Nice fishes. The Marginatus looks Wicked


----------



## salvo85 (Jul 25, 2010)

very nice pic and fantastic serra


----------



## caribemob (Jan 14, 2008)

your Marginatus is just ridiculous bro , Good job with him


----------



## TheCableGuy (Feb 22, 2005)

Da said:


> Hey Trev,
> No objections to Stone Temple Pilots?!!....


Non whatsoever, STP is a lot better then Pat Benatar


----------



## Uno (Feb 6, 2010)

i like


----------



## Moondemon (Dec 9, 2006)

Nice pictures Trevor !!! 
I can't wait to see that marginatus again... he looks badass !!


----------



## TheCableGuy (Feb 22, 2005)

Moondemon said:


> Nice pictures Trevor !!!
> *I can't wait to see that marginatus again*... he looks badass !!

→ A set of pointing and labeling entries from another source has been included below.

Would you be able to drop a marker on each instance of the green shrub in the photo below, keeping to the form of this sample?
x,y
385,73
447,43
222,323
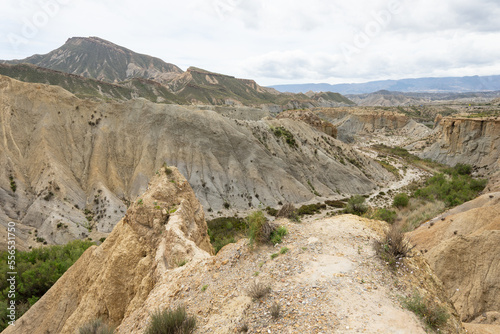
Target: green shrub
x,y
259,229
271,211
275,310
283,132
257,290
401,200
225,230
453,190
278,234
13,185
393,247
171,322
310,209
336,204
284,250
37,270
356,205
386,215
433,315
96,326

Then get your ass in Blainville already!!!!


----------



## DUMP TRUCK (Sep 8, 2010)

primetime3wise said:


> very nice
> 
> 
> 
> ...


ya oont me 2


----------



## e46markus (Dec 9, 2010)

Nice camera skills, both fish look great!


----------



## Lifer374 (Dec 5, 2003)

Somehow I missed this thread.

Just a fabulous Marginatus Cableguy. Those pictures sealed the deal...some day I'm going to have to keep one.


----------



## TheCableGuy (Feb 22, 2005)

Thanks Lifer


----------



## -AmA- (May 14, 2011)

The Marginatus is great , new pics plz


----------



## MFNRyan (Mar 27, 2011)

I wish I could catch some fish pictures like these. I have been trying like hell to get decent pictures. Mine all come out plain and blah.. I want to enter one in the POTM an your fish yawning would have won I'm sure!!


----------